Deflection of light and time delay in hyperbolic Einstein-Straus--de Sitter solution

TL;DR

This work investigates how negative spatial curvature affects strong gravitational lensing in a Swiss-cheese cosmology built from an open FLRW background ($k=-1$) with Einstein–Straus–de Sitter embedded vacuoles. By exactly integrating null geodesics across the vacuole and surrounding spacetime, it shows a curvature threshold at $a_0 \approx 2.6\times10^{27}$ m (|$Ω_{k0}$| ≈ 0.0025) beyond which lensing observables converge to flat-space values, while below this threshold curvature enhances deflection and time delays. For a representative lensed quasar SDSS J1004+4112 with $Ω_{k0}=-0.15$, deflection increases by about 0.9% and the time delay by about 10% relative to the flat case, underscoring a stronger sensitivity of time delay to curvature. Across all configurations, the cosmological constant $Λ$ continues to reduce light bending, indicating that $Λ$ effects persist even in negatively curved spacetimes and must be included in precise lensing analyses.

Abstract

We analyze strong gravitational lensing by a spherically symmetric mass distribution within the Einstein-Straus-de Sitter framework in a spatially open Universe with negative curvature ($k = -1$).
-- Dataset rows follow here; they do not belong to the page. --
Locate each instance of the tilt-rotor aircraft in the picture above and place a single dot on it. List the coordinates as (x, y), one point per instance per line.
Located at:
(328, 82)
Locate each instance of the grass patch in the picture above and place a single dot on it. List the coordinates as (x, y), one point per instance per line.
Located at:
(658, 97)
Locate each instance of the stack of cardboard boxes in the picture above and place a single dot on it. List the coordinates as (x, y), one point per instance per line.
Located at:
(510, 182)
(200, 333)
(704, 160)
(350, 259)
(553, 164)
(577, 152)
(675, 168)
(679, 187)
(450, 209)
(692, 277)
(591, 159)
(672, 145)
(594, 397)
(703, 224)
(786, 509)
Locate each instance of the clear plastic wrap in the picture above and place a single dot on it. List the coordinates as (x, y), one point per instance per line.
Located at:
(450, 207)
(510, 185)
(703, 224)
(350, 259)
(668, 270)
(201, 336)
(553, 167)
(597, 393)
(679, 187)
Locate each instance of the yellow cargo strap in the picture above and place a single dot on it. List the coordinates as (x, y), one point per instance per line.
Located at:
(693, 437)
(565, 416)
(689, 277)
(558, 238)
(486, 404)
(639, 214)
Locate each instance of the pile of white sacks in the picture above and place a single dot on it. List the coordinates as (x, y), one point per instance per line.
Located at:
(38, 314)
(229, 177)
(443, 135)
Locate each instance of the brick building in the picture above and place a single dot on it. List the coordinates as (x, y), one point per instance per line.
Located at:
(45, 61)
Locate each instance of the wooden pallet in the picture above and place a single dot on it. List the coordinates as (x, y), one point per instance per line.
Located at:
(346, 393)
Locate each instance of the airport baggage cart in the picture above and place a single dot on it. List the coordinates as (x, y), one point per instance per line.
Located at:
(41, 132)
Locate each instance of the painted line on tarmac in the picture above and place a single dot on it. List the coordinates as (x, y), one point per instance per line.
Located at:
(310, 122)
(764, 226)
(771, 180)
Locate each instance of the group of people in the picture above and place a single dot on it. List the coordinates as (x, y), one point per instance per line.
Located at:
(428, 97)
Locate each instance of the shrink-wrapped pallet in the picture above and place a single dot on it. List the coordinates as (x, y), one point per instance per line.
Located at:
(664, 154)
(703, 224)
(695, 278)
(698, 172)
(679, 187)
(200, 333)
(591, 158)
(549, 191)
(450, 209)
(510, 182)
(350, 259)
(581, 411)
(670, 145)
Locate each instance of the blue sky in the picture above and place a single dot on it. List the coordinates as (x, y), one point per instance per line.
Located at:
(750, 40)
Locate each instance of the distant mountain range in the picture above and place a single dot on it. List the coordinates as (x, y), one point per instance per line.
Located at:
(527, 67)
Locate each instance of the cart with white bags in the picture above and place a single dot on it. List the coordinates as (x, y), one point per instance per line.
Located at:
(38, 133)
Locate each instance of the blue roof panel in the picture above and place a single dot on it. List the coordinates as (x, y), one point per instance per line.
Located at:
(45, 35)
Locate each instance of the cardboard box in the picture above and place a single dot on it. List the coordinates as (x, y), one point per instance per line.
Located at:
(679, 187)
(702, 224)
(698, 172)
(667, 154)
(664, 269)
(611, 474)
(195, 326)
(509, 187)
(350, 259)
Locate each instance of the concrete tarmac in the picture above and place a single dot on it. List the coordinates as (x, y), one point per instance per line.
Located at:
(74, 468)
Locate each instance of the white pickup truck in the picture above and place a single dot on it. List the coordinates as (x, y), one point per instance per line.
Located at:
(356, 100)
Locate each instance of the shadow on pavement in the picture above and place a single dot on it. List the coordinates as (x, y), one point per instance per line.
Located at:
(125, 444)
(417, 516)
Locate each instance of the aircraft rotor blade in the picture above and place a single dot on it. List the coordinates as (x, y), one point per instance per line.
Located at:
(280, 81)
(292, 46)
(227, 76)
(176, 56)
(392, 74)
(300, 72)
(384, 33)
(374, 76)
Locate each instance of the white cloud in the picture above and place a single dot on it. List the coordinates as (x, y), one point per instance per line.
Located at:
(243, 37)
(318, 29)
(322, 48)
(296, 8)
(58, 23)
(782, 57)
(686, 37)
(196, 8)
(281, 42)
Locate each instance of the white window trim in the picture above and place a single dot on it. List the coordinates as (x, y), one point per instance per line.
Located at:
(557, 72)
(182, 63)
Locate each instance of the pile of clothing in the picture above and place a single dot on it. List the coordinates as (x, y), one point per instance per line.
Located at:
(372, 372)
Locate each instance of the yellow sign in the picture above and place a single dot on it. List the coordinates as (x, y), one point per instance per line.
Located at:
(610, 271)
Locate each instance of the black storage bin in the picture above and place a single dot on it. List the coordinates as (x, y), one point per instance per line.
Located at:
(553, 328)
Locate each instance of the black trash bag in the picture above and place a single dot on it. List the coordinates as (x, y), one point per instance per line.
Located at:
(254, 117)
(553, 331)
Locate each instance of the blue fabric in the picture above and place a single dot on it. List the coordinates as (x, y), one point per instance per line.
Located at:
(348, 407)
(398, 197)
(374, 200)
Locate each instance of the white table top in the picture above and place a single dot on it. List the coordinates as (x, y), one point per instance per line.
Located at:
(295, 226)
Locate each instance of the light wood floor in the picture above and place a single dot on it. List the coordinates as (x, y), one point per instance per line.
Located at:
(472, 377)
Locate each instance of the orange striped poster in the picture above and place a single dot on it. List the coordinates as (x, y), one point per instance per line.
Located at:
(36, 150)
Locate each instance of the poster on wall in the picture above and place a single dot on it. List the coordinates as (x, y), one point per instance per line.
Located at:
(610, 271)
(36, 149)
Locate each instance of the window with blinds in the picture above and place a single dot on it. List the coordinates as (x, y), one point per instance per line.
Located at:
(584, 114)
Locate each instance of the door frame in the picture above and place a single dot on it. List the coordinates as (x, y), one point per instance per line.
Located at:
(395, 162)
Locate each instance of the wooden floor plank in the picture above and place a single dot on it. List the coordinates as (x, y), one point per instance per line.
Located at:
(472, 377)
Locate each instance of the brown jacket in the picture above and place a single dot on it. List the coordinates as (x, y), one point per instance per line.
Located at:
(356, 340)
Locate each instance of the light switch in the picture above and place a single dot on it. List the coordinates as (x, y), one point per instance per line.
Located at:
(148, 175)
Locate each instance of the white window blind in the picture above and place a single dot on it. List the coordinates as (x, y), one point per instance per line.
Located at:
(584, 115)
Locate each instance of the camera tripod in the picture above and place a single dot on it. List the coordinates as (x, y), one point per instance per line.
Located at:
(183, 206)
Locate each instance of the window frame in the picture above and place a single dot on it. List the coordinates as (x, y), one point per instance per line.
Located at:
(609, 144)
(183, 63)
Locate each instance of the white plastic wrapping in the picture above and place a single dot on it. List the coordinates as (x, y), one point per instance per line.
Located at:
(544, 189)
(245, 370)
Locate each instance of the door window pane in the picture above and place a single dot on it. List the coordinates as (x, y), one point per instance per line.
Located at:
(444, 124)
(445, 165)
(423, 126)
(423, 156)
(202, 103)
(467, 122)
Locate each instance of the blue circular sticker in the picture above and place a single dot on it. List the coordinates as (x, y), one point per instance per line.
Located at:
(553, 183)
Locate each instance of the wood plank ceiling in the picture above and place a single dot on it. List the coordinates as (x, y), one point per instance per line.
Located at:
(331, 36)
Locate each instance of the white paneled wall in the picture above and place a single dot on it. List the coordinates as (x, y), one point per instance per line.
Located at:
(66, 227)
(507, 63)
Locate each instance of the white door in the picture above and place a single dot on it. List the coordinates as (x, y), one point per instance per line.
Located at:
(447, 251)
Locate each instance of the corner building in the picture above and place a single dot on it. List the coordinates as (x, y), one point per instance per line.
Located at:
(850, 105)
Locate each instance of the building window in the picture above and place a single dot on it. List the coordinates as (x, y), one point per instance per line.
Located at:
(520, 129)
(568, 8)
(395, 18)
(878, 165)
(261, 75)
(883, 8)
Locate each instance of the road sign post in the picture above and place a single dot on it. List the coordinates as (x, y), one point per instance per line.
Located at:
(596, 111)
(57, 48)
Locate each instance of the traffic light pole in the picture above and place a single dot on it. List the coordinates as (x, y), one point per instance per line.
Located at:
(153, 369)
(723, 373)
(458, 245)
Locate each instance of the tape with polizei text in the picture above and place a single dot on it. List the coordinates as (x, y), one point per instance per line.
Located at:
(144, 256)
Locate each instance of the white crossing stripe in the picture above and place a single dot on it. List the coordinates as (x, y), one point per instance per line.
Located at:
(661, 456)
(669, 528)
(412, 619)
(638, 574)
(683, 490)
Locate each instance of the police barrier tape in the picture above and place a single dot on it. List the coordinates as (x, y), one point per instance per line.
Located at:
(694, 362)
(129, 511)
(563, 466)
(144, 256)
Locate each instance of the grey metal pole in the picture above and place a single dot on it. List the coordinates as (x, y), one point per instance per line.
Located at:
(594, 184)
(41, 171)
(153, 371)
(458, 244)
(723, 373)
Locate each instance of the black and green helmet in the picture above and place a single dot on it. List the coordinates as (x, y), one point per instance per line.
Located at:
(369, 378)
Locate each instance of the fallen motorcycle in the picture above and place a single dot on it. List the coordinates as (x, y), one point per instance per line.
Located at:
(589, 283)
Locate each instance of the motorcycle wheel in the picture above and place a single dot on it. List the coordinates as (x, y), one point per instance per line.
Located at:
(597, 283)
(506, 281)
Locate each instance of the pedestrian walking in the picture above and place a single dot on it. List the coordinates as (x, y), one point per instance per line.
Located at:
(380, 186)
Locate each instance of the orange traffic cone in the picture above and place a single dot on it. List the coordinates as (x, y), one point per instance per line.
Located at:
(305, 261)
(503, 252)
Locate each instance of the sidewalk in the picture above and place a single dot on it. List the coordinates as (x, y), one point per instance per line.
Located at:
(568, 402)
Applying the theory to the lensed quasar SDSS J1004+4112, we identify a critical threshold for the current scale factor $a_0$ of approximately $2.6 \times 10^{27}$ m, below which the effects of negative spatial curvature on lensing observables become significant, corresponding to a current curvature density of $|Ω_{k0}| \gtrsim 0.0025$. In particular, for $Ω_{k0} = -0.15$, the light bending increases slightly by about 1%, while the time delay exhibits a more substantial increase of about 10%. Beyond this threshold, however, the lensing observables are found to be insensitive to the current scale factor and converge to those characteristic of a spatially flat Universe. Importantly, our results indicate that, even where spatial curvature would otherwise enhance lensing observables, the effect of the cosmological constant remains present and acts to reduce light bending, corroborating the claim of Rindler and Ishak.

Figures (8)

• Figure 1: Two photons emitted by a source S, bent inside the SdS vacuole by a lens L and finally received at Earth E. Outside the vacuole the trajectories diverge due to the pseudospherical geometry of negative curvature.
• Figure 2: Evolution of galaxy cluster mass $M$ with current cosmic scale factor $a_0$ in hyperbolic Einstein-Straus--de Sitter model. Cosmological constant $\Lambda$, angles $\alpha$ and $\alpha^{\prime}$ are fixed at their central values.
• Figure 3: Evolution of deflection angle $-\varphi_\text{S}$ with current cosmic scale factor $a_0$ in hyperbolic Einstein-Straus--de Sitter model. Cosmological constant $\Lambda$, angles $\alpha$ and $\alpha^{\prime}$ are fixed at their central values.
• Figure 4: Evolution of time delay $\Delta t$ with current cosmic scale factor $a_0$ in hyperbolic Einstein-Straus--de Sitter model. Cosmological constant $\Lambda$, angles $\alpha$ and $\alpha^{\prime}$ are fixed at their central values.
• Figure 5: Evolution of galaxy cluster mass $M$ with current curvature density $\Omega_{k0}$ in hyperbolic Einstein-Straus--de Sitter model. Cosmological constant $\Lambda$, angles $\alpha$ and $\alpha^{\prime}$ are fixed at their central values.